# weight of engines



## NTCGRR (Jan 2, 2008)

Boy was I WRONG on this one.!!!! 
Some how I had gotten in my brain that each Aristo weight was 3 #s.. They are 1 pd or the dash 9 are 2. 

thus every time I stated, I was wrong. 
I took my wifes scales out and weighted the Big Boy finally. 
45pds loco, tender 18 
d-9 15 
mac 13 
45s 15 
E 12


----------



## markoles (Jan 2, 2008)

Marty, 

You didn't tell her that you needed "Her Scale" to weigh the Big Boy, did you?! I was wondering why we were hitting so much turbulence flying to Phoenix last week. 

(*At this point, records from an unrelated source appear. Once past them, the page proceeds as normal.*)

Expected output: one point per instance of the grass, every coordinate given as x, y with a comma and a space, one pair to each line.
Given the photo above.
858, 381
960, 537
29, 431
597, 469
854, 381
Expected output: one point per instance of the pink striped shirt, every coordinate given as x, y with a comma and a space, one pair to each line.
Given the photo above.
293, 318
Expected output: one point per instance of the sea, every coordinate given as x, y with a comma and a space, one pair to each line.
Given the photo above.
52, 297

Didn't you know how heavy that big boy was before you built a plastic bridge for it?! 

Mark


----------



## NTCGRR (Jan 2, 2008)

The BB I had to bring the house scales out. I was told so many different ones that I thought I'd find out for sure.


----------



## Mike Reilley (Jan 2, 2008)

OK...you probably UNDERweighed em all AGAIN....didn't you say your were using the wife's scale? I thought it was a known fact that all women's scales read light...


----------



## pimanjc (Jan 2, 2008)

Shhhhhhh, Mikey... 
You'd better watch out! I've met Carrie. She is a gracious hostess and a wonderful person. but..... I've never met a woman [including my very slender wife] that liked having her weight questioned.... 

JimC.


----------



## Mike Reilley (Jan 2, 2008)

Wait wait wait wait.....I was talking in general...NOT about specific ladies. I meant what I said about it's a KNOWN FACT that ladies scales real light.....KNOWN FACT. 

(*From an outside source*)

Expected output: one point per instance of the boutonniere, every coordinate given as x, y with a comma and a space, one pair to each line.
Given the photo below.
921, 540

Now....doncha go getting me in trouble with ANY SPECIFIC female. We all know we love em....and they weigh what they tell us. Done. I believe.


----------



## Ltotis (Jan 3, 2008)

Mark, 
Are you questioning Marty about his "Big Boy"? Sounds like a personal issue to me and not up for public discussion! Maybe a Hooter's discussion.  
LAO


----------



## Tom Daly (Jan 3, 2008)

Hey Larry, 

If it's a Hooters discussion, maybe I'll "weigh in" on that one. 

Tom


----------